The 11 levee breaks along the San Joaquin and Stanislaus rivers had sent water rolling toward Manteca. The only thing holding it back was a fragile dry levee that emerges from the ground just west of Airport Way to the south of Woodward Avenue and runs parallel to that road gaining almost six feet in the process as it runs westward.
The California Office of Emergency Services monitored the dry or cross levee around the clock for close to a week after an initial inspection led them to believe it could fail at any time.
The strength of the cross levee and its ability to protect southwest Manteca from future flooding - especially new residential development that has been built since the 1997 floods to the south of the 120 Bypass that doubles as a back-up emergency level - won’t be a concern after the Trails of Manteca is developed.
That’s because Next Bay Properties is required to strengthen the cross levee as a condition for proceeding with the 1,673 living units planned for 477 acres at the western end of Woodward Avenue south of the gated lakefront community of Oakwood Shores.
City Manager Karen McLaughlin said essentially other property owners will gain enhanced flood protection.
Work on the Trails of Manteca neighborhood is anticipated to start within the next two years.

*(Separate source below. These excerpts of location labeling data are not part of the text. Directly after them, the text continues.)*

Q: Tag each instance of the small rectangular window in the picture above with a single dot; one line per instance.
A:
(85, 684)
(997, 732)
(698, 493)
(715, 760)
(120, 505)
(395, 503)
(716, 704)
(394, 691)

The project will be the largest residential neighborhood ever to move forward eclipsing Del Webb at Woodbridge by about 200 units. It will be the first to have common areas - including 75 acres of parkland - irrigated with reclaimed water from the Manteca wastewater treatment plant.
The developer is being required to install an 8-inch purple pipe system that will stub at Woodward Avenue for connection to the future city effort to use treated wastewater for irrigation to reduce the use of expensive treated drinking water of that purpose.
Landscape irrigation for parks as well as residential lots is the biggest use of water in the city. Reducing the amount of drinking water used will conserve water as well as expand Manteca’s supply.
Other design requirements include:
•Back yards that border parkland and open space will have wrought iron “view fences”.
•The inclusion of seven roundabouts including two on Woodward Avenue.
•Three bus turnouts on key streets including two on Woodward Avenue which is another first for Manteca.
•All street maintenance and operating costs will be collapsed into the landscape maintenance district.
•Separation of sidewalks from the street by a grass strip.
•A clubhouse for residents.
•Some 12 miles of trails for bicycles and pedestrians within the neighborhood.